Hi,
I'm trying to implement my own machine for amiga emulation using a software
cpu and fpga hardware. For this I have built my own machine which consists
of a large malloced ram block and some fpga hardware mmapped elsewhere into
the memory space.
I'm using qemu to emulate a 68040 on an arm cortex a9 host in system mode.
It is working, though I'm investigating a strange performance issue.
I'm looking for advice on where to look next in debugging this from the
specialist(s) of accel/tcg/cputlb.c please.
To investigate the performance issue I tried to break it down to the
simplest possible case. I can reproduce it with a simple for loop (compiled
without optimisation).
for (int i=0;i!=0xffffff;++i)
{
if ((i&0xffff)==0)
{
}
}
Running it in user mode on the same host it takes ~0.6 seconds. In the
built-in 'virtual' m68k machine running linux it takes 1.3 seconds.

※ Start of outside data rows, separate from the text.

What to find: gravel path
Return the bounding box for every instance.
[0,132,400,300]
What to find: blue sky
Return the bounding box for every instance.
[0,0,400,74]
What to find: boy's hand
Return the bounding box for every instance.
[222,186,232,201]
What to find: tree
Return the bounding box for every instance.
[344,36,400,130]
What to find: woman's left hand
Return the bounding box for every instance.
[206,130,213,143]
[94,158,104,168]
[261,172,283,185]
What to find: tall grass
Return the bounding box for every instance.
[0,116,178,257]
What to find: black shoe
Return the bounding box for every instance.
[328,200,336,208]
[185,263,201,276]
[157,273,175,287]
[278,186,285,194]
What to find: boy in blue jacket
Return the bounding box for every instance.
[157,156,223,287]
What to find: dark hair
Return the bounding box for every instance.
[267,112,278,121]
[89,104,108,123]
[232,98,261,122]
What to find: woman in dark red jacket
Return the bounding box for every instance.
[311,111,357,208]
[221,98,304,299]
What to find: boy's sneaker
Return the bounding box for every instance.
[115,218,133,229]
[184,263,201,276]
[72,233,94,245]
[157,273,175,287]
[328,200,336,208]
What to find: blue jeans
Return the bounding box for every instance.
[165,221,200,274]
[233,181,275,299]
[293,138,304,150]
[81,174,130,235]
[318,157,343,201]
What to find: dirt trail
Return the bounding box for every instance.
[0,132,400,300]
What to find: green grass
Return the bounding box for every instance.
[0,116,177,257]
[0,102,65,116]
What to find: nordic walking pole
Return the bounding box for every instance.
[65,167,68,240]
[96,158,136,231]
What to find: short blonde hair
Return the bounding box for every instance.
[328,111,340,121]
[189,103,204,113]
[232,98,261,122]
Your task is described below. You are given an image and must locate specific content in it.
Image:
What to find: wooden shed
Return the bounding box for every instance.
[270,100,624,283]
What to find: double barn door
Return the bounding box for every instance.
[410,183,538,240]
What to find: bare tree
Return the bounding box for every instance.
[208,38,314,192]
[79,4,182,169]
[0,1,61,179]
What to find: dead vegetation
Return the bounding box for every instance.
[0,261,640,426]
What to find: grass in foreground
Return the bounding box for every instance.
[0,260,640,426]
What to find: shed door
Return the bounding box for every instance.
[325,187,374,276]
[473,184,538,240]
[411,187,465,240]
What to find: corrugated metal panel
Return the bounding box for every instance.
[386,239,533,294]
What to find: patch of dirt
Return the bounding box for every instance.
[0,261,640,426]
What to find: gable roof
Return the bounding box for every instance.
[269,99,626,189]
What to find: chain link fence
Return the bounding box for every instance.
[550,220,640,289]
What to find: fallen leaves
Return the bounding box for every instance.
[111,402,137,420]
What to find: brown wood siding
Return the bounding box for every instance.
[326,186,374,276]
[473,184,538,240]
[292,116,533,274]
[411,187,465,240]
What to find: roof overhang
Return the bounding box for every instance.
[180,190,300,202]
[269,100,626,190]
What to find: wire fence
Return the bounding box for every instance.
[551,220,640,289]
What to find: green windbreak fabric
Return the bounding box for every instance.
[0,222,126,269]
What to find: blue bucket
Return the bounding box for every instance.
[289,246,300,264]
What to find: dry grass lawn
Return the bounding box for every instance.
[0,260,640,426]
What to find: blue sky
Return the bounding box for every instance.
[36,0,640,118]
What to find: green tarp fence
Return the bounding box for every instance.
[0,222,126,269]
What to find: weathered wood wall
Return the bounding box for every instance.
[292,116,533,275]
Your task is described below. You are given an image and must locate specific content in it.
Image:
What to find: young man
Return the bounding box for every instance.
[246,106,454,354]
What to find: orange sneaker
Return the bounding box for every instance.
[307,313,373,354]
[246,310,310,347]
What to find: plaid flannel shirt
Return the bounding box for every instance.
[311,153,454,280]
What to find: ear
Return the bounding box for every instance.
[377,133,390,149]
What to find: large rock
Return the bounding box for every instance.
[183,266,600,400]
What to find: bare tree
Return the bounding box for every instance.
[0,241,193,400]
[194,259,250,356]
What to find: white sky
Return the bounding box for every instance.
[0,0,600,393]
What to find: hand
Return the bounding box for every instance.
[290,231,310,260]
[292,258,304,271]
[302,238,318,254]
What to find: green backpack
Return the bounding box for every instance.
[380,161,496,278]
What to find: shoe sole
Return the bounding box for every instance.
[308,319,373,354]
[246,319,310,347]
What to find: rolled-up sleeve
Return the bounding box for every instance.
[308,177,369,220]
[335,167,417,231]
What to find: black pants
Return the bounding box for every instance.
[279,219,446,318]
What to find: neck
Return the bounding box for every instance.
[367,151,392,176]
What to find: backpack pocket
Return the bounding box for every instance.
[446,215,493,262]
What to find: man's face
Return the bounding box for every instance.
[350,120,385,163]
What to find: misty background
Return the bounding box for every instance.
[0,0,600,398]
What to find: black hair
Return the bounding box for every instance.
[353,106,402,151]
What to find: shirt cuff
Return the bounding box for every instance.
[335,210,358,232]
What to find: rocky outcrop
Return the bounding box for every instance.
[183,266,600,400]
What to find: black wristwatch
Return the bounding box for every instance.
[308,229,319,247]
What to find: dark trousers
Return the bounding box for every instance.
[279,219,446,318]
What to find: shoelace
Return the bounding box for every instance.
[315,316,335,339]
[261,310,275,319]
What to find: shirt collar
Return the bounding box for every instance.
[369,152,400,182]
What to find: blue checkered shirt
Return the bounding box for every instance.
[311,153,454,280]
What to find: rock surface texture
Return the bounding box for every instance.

However in my machine under amigaos I'm seeing it typically taking 5 and a
half minutes! Occasionally it seems to run at the correct speed of <2
seconds, though I have yet to identify why. These are the logs of the
captured code before it goes into the main chain loop.
qemu_slow_stuck_fragment.log
<http://www.64kib.com/qemu_slow_stuck_fragment.log>
I have verified that this performance change is not due to slow fpga memory
area access, i.e. there are no accesses to that memory region during this.
I took a look in gdb while running this loop to see what is going on.
Initially I was surprised that I didn't find the code in 'OUT:', however I
guess it makes sense that it has to call into the framework for memory
access. I noticed that a lot of calls to glib are made and see
g_tree_lookup called a lot. This is caused by notdirty_write being called
'000s of times and each time going into the page_collection_lock and
tb_invalidate_phys_page_fast. I presume this is happening each time that
"i" is incremented on the stack, which clearly has a huge overhead.
Even being able to get a proper stack trace from gdb would be very helpful
to understand this. I tried to configure qemu with '--enable-debug' but
still do not get a proper stack if i attach to it. I'm not sure if this is
the case due to it running dynamically compiled code before calling into
this.
Thanks,
Mark